Jake reached down and pulled the mask off the Proctor’s face.
“It’s me, honey. It’s Mom.”
Jake’s face felt like it wanted to crawl off his skull. He was looking down at his mother, alright. He had just knocked his mother down and threatened her.
“Let me up, sweetie. I’ll go change and we’ll pretend this never happened. We’ll tell dad you had a bad dream. Alright? This doesn’t have to end badly.”
Jake sat back, aghast, and studied the mask in his hands. How was it possible? His own mother? How long—how long had she been working for the Youth Steering Committee? For Mr. Zuraw? How had they gotten her to—
Then something clicked in his head.
They’d had her all along.
“Get up,” he told her.
He was so not ready for this. He’d been operating on autopilot, setting his trap for her simply because he wanted to find out more, to understand what was happening to him. But he was barely able to think, barely able to plan beyond demanding answers to his questions. But maybe—maybe this was an opportunity. A real chance, and one he couldn’t afford to pass up.
He knew what he needed to do.
He handed her the mask. “You carry that, because I need my hands free. But don’t put it on. Right now we’re going downstairs. If we see dad don’t even look at him. I’ll do all the talking. We’re going to get into the station wagon and we’re going to drive to the township offices. That’s right, isn’t it? That’s where I want to go?”
“To the police station, to turn yourself in? I don’t think you want to go to the library right now.”
“I want to go where the Youth Steering Committee meets,” he told her. “Wherever that is, you take me there. They need to know that Mr. Zuraw has lost his mind. They need to stop the Curriculum.”
She didn’t say anything about that.
Jake picked up the envelope that was shoved halfway under his door. Then they headed downstairs together, Jake behind her, ready to grab her if she cried out or tried to run. They didn’t see Jake’s dad on the way. When they got to the car she turned around and raised her gloved hands. “Jake,” she said, “this really isn’t necessary. You don’t have to go there. I can take a message to them for you, if you like, but—”
“I don’t trust you at all,” Jake told her.
She looked hurt. It was hard to look at that face, her face, and not feel guilt crawling all over his bones, but Jake kept his face hard.

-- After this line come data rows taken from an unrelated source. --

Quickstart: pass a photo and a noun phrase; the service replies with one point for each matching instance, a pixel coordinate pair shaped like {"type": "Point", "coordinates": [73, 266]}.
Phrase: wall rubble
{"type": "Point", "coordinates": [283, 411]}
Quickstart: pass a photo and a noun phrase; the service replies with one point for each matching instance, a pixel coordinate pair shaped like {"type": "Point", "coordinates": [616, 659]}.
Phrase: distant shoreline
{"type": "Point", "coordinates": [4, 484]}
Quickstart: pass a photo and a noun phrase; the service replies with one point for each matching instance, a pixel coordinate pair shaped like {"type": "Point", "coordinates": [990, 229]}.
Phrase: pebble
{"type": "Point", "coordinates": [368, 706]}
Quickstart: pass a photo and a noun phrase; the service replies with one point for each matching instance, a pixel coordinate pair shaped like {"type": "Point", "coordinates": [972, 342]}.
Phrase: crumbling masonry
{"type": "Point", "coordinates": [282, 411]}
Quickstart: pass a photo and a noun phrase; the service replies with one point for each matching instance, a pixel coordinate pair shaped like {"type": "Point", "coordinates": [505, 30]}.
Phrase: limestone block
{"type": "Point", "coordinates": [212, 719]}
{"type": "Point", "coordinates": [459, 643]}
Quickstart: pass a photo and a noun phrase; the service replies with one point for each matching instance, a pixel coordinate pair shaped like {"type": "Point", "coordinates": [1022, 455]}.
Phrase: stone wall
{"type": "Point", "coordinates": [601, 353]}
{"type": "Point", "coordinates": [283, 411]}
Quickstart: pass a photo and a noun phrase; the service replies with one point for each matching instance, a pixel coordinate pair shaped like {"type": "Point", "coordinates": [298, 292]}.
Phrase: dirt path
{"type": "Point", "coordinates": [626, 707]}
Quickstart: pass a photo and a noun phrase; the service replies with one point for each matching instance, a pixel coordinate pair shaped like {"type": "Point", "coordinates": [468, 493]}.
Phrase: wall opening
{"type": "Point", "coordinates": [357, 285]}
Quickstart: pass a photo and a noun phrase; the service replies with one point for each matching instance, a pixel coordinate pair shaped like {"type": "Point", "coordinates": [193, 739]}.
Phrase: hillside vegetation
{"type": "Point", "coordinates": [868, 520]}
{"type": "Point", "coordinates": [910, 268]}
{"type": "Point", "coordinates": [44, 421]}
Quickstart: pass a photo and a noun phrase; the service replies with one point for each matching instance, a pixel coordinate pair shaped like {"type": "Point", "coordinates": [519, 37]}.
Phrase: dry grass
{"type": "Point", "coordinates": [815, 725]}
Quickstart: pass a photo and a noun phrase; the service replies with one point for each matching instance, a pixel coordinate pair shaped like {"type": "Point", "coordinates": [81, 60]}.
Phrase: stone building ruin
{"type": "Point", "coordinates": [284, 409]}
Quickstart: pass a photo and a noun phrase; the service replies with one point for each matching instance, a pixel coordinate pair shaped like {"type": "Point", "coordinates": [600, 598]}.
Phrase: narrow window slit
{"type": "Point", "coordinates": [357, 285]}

“Please, Jake. Don’t hurt me. I’m your mother.”
Jake grimaced. “No,” he said, “I don’t think you are.”
Chapter Forty
“What should I even call you?” Jake asked, when they were in the car.

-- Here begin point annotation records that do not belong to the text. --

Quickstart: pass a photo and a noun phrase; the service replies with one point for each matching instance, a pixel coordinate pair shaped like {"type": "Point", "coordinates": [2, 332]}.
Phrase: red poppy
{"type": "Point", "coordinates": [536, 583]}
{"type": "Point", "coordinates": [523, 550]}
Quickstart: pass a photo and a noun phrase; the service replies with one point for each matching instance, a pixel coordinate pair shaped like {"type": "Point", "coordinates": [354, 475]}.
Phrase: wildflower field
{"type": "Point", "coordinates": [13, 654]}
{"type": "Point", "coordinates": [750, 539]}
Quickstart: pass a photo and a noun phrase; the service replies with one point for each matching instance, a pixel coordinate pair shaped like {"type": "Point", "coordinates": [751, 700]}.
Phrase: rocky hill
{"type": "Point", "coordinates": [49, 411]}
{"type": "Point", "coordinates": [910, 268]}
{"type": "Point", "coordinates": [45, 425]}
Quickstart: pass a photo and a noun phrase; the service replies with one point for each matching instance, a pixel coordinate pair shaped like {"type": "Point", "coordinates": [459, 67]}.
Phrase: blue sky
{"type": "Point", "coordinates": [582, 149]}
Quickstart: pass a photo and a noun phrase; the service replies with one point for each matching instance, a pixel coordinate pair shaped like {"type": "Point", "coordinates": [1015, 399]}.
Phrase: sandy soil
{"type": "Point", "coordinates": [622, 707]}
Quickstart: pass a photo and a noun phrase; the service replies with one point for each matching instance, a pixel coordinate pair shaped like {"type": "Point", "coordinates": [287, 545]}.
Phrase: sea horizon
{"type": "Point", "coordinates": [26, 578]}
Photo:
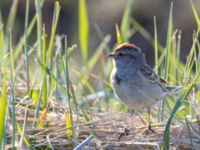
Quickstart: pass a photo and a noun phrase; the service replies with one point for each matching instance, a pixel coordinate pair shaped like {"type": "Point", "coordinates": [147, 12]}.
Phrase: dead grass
{"type": "Point", "coordinates": [106, 128]}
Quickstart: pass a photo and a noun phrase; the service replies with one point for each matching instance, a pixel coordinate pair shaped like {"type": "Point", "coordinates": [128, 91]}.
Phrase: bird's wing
{"type": "Point", "coordinates": [150, 75]}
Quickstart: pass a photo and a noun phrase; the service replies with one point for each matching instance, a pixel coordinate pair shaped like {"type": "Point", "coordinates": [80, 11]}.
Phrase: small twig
{"type": "Point", "coordinates": [86, 141]}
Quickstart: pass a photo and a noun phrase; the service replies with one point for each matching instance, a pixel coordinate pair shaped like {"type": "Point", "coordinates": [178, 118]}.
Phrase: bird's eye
{"type": "Point", "coordinates": [120, 54]}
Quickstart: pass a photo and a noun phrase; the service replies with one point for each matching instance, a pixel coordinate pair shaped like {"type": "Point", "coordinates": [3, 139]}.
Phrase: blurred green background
{"type": "Point", "coordinates": [105, 13]}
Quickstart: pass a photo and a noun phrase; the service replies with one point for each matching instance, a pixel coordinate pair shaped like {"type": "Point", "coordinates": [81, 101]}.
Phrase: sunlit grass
{"type": "Point", "coordinates": [58, 77]}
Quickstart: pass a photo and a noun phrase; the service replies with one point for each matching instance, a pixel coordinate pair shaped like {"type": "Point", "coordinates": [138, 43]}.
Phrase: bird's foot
{"type": "Point", "coordinates": [149, 130]}
{"type": "Point", "coordinates": [126, 132]}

“‘Mom’ always worked before,” she said.
He shook his head and watched the road. “You’re not my mother. I don’t think I even had a mother. I wasn’t born. I was grown in a vat, or—”
“It doesn’t work that way,” she told him. “It’s true I didn’t give birth to you. But I’ve cooked your meals. Done your laundry. Kissed your finger when you got a boo-boo. If that doesn’t make me your mother, what would it take? Jake, I want you to understand—regardless of anything else, I do love you.”
Jake clamped his eyes shut. “The way a scientist loves his favorite lab rat, maybe. It doesn’t stop him from dissecting it when the experiment is done.”
In his pocket, her telephone kept vibrating. He ignored it. Every fiber of his being was telling him how wrong this was. He had taken his own mom captive and was forcing her to lead him to the meeting place of the Youth Steering Committee. Yet he was right, when he said she wasn’t his mother. No real mother would stand idly by and watch her son be executed, would she? Much less watch it seven times. “How many times have you done this?” he asked. “Were you there for all eight of us?”
“Yes,” she admitted.
“And when they—died—didn’t you feel anything?”
“Of course I did. You can’t begin to understand how hard that is. But we have a, a way of thinking about it that makes it a little easier. We tell ourselves that no matter how many times you die, Jake McCartney lives on. He gets another chance.”
Jake closed his eyes. He was shaking. Then he realized it might just be the telephone in his pocket. He tapped it through the fabric of his windbreaker. “Is there any way to turn this off?” he asked.
“You could answer it.”
The last person he wanted to talk to was Mr. Zuraw.
“He’s crazy, isn’t he? Zuraw, I mean. Mr. Irwin told me that the stress of running this program has warped his mind. I can believe it. The stress of taking the tests has certainly warped mine. But he can’t be allowed to keep doing this. Is it true that the tests have changed? Gotten more dangerous?”
She shrugged. She didn’t look at him as she said, “They’ve certainly changed. In the first series, they were all logic puzzles. Like the one with the Proctor who only tells lies and the Proctor who only tells the truth, or the one where you have to find the heavy dodgeball. Have you had that one yet?”
He was surprised she didn’t know. He touched his pants pocket where his latest pale blue envelope sat, still unopened. He was afraid to look.
“There were no automatic failure conditions, back then,” she confessed. “And the original candidates were allowed to fail five tests, not three. But there are good reasons for those changes. Z has been very clear on that—the data we got originally wasn’t useful. The Pass/Fail candidates didn’t take the tests seriously. They thought of them as silly games. They couldn’t understand that they were working toward something special. It was Z’s great innovation to turn that around. There needed to be disincentives, he said. It’s part of modern educational theory. The student has to have a compelling reason to learn, or he won’t apply himself to his full potential.”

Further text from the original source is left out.